VI. De la fèverolle ou fève de cheval. La culture de cette fève ne diffère des précédentes, que parce qu’on la sème un peu plus tard : lorsque le grain est sec, on le donne aux chevaux. N’est-il pas plus avantageux de semer de l’avoine à cet usage ?

Des auteurs anglois blâment la méthode de France d’arracher toute la plante, parce que, disent-ils, en la coupant au pied, la racine reste dans la terre & forme un engrais. Je conviens de ce principe ; mais le peu d’engrais que fournira cette racine desséchée, n’équivaudra jamais à la soustraction de l’humus que la totalité de la plante se sera approprié dans le cours de sa végétation. Si on examine de bien près la terre qui environne cette racine, on la trouvera effritée, sans corps, sans lien ; ainsi, les fèves ne sont & ne forment un engrais, qu’autant que la totalité de la plante en vert est enfouie dans la terre. Si on la recouvre de terre, après sa dessiccation, le mal est moins grand, mais en séchant sur pied, elle a perdu la majeure partie de ses principes.

Les fèves desséchées, doivent être tenues dans un lieu bien sec, & souvent remuées. Sans ces précautions, elles s’échaufferont quand elles seront rassemblées en tas.

VII. Propriétés.
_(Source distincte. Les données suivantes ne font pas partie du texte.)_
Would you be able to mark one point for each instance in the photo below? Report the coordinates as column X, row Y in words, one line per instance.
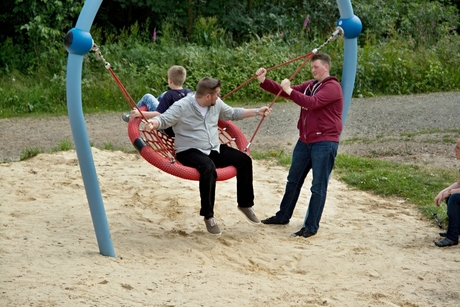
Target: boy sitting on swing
column 176, row 79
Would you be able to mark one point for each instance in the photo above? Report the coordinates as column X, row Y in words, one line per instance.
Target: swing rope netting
column 157, row 148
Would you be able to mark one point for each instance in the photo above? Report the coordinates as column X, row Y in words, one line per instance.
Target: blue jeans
column 149, row 101
column 318, row 157
column 453, row 212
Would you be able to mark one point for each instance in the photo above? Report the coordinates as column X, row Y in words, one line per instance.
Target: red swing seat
column 157, row 148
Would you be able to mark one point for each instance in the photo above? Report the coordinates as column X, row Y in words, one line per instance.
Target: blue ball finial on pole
column 77, row 41
column 352, row 27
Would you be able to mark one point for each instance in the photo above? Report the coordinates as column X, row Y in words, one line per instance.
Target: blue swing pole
column 78, row 42
column 352, row 27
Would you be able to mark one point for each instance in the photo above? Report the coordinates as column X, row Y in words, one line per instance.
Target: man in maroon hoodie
column 320, row 126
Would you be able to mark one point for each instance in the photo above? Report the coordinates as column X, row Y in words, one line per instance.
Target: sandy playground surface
column 369, row 251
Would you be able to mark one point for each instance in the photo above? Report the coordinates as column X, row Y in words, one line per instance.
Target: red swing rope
column 338, row 32
column 157, row 135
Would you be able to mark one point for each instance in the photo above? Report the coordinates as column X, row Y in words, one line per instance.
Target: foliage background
column 405, row 47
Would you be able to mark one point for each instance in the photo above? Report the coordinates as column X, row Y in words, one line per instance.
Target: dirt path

Les fèves sont nourrissantes ; les estomacs délicats les digèrent difficilement ; réduites en farine & unies à l’eau ou au lait en consistance de cataplasme, elles favorisent la suppuration des tumeurs inflammatoires. Cette farine est mise au rang des quatre résolutives. On distille les fleurs unies à l’eau, & on s’en sert pour faire disparoître les taches de la peau. L’eau de rivière filtrée est aussi bonne, ou pour mieux dire, cette eau distillée est plus qu’inutile.